Yesterday, rumours circulated that the company was preparing to launch a OnePlus X2. But the company's CEO, Carl Pei, noticed the story andS was quick to shut down the rumours on Twitter.
The technology executive logged on to the social networking site to share a report of the rumour from GSM Arena, simply writing "nope" in response to the speculation.
Over the past few years, Chinese mobile phone manufacturers, such as OnePlus, Xiaomi and Huawei, have risen in popularity as consumers look for affordable smartphones packed with high-end features.
At the end of 2015, the company unveiled the OnePlus 2. But just a few months after the handset came to market, it launched the OnePlus X.
While OnePlus positioned the handset as a mid-range offering, people were impressed with the fact that it sported a metal and glass design.
Since that handset, many tech pundits have speculated that OnePlus would launch a second-generation OnePlus X model. However, although there have been rumours nothing has come to fruition.
Despite this, OnePlus has unveiled other handsets. In 2017, the company showed off the OnePlus 5, followed swiftly after by the OnePlus 5T, its current flagship. Both handsets packed Snapdragon 835 processors.

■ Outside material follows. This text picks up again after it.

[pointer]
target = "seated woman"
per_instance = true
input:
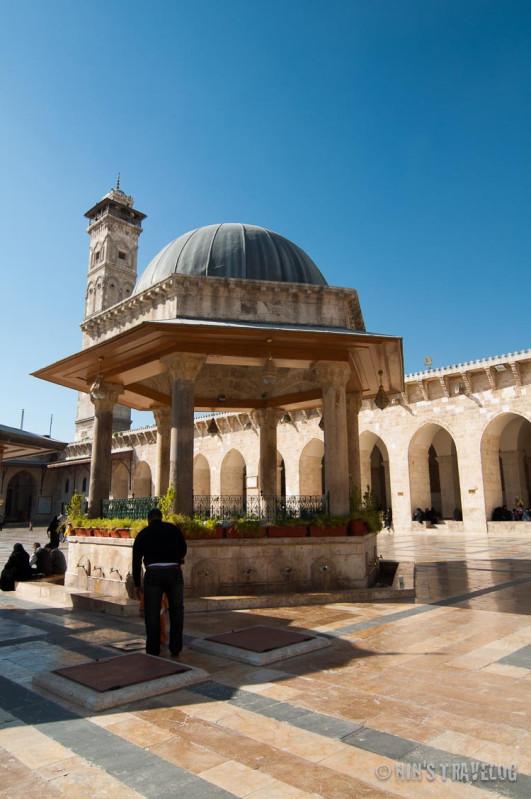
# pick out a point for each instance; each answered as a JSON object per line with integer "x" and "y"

While the company's boss has slammed the rumours, they are still juicy: GizChina claimed that the OnePlus X2 will pack a Snapdragon 835 processor and 4GB of RAM.
In terms of other features, it claimed that the device would sport 16-megapixel (rear) and 8-megapixel (front) cameras, a 3,000mAh battery, Dash charging support and facial recognition.
As for pricing and availability, that's where the rumours become much hazier. Some have suggested that OnePlus will unveil it alongside the OnePlus 6, while others believe that it will be launched separately.
Should OnePlus actually announce the handset, it is likely to cost between $230 and $264 - making it significantly cheaper than the company's current flagship device. But these claims have come from a plethora of skethy sources, so they could easily be inaccurate.
At the same time, CEO Pei also has some work to do in order to mend the company's increasingly battered reputation, damaged by more than one data-exfiltration claim, not to mention the targeting of its commerce website by hackers, affecting some 40,000 customers.